Quando si sottoscrive un prestito, è possibile porre domande sulla salute. E' legale? Che cosa possiamo o non possiamo chiedere? Tali informazioni condizionano la concessione di un prestito? Assicurazioni sì, banche no E' la compagnia di assicurazione e non la banca che ha il diritto di porre domande sullo stato di salute. L'assicuratore vuole quindi valutare i rischi che assume. A seconda dell'età del mutuatario e dell'importo del prestito, le informazioni richieste sono più o meno dettagliate. Può chiedere una semplice dichiarazione sull'onore di essere in buona salute, ma può essere analisi, esami completi..

................................................................................................................................................................................. Di solito c'è prima un questionario medico. L'assicurato è tenuto a rispondere con precisione alle domande specifiche poste dall'assicuratore.

Cosa non puoi chiedere All'assicuratore è vietato richiedere o utilizzare test genetici anche con il consenso della persona assicurata. Inoltre, egli deve garantire che i suoi servizi rispettino rigorosamente il segreto medico. Inoltre, il dipendente della banca non deve essere in grado di leggere il questionario medico, che deve essere inviato alla compagnia di assicurazione in una busta sigillata. Il medico curante dell'assicurato non è tenuto a rispondere direttamente, senza il suo consenso, alle richieste di chiarimenti dell'assicuratore.
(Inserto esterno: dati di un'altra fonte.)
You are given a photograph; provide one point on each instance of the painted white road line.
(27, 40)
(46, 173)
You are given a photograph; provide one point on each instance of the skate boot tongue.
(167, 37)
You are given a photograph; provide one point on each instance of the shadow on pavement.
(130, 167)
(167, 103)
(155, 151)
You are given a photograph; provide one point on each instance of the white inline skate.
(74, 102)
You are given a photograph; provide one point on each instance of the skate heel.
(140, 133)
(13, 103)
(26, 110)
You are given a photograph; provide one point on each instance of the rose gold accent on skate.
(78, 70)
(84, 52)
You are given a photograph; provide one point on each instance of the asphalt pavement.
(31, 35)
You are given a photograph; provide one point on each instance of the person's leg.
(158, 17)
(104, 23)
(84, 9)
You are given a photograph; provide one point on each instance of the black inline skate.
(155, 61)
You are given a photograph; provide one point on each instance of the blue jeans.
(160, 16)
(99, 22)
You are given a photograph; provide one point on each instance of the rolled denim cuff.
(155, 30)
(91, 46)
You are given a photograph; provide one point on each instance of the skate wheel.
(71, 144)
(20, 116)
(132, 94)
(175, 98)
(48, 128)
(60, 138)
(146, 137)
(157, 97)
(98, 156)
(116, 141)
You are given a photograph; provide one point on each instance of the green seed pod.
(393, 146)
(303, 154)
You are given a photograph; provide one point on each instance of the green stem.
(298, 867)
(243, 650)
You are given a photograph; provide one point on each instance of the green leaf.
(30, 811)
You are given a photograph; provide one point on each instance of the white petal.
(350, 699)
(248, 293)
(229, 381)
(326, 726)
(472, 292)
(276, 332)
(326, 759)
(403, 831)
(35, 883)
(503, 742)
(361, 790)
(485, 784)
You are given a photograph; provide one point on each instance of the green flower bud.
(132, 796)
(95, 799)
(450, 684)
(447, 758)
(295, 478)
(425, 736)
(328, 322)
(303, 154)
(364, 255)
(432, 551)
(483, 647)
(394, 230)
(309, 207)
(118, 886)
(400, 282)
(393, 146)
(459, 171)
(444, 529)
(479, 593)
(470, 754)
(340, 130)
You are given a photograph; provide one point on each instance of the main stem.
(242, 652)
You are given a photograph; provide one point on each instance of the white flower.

Se dò la risposta sbagliata Nel questionario sullo "stato di salute" occorre fare attenzione a dare risposte corrette perché le conseguenze possono essere gravi. In caso di errore involontario, esiste una regola proporzionale del premio: l'indennizzo dovuto dall'assicuratore viene ridotto in proporzione al premio che l'assicurato avrebbe dovuto pagare se avesse dichiarato con precisione il proprio rischio. Se si tratta di una falsa dichiarazione, il contratto è nullo. In questo caso, l'assicuratore deve dimostrare che l'errore è stato commesso in malafede. Libera scelta dell'assicurazione

Dal 2010 non si è più obbligati a sottoscrivere l'assicurazione stipulata dal banchiere. Potete scegliere liberamente l'assicuratore di vostra scelta. È quindi necessario fare concorrenza perché si possa trovare un assicuratore che proponga un livello equivalente di garanzia con condizioni di accettazione più semplici.

In caso di rifiuto da parte dell'assicuratore L'assicuratore ha il diritto di rifiutare il prestito e non è tenuto a giustificarlo. In generale, ciò si verifica quando si ritiene che vi sia un rischio maggiore. In caso di rifiuto, dovete sapere che potete beneficiare della Convenzione AERAS (Assicurazione e assunzione di prestiti con un rischio per la salute aggravato). Questo accordo offre una soluzione alle persone che hanno o hanno avuto un grave problema di salute e permette loro di trovare una garanzia, ma il prestito non deve superare i 4 anni e la richiesta deve essere presentata prima dei 50 anni. Inoltre, l'accordo Aeras prevede il diritto all'oblio, in particolare per le persone affette da cancro la cui cura è terminata da almeno 15 anni. Tali persone non sono tenute a comunicarlo all'assicuratore, né possono subire premi supplementari o essere escluse dalla copertura.

Studio legale DAMY, Nizza, Questionario sulla salute/Pronto per l'acquisizione, aggiornamento 2016.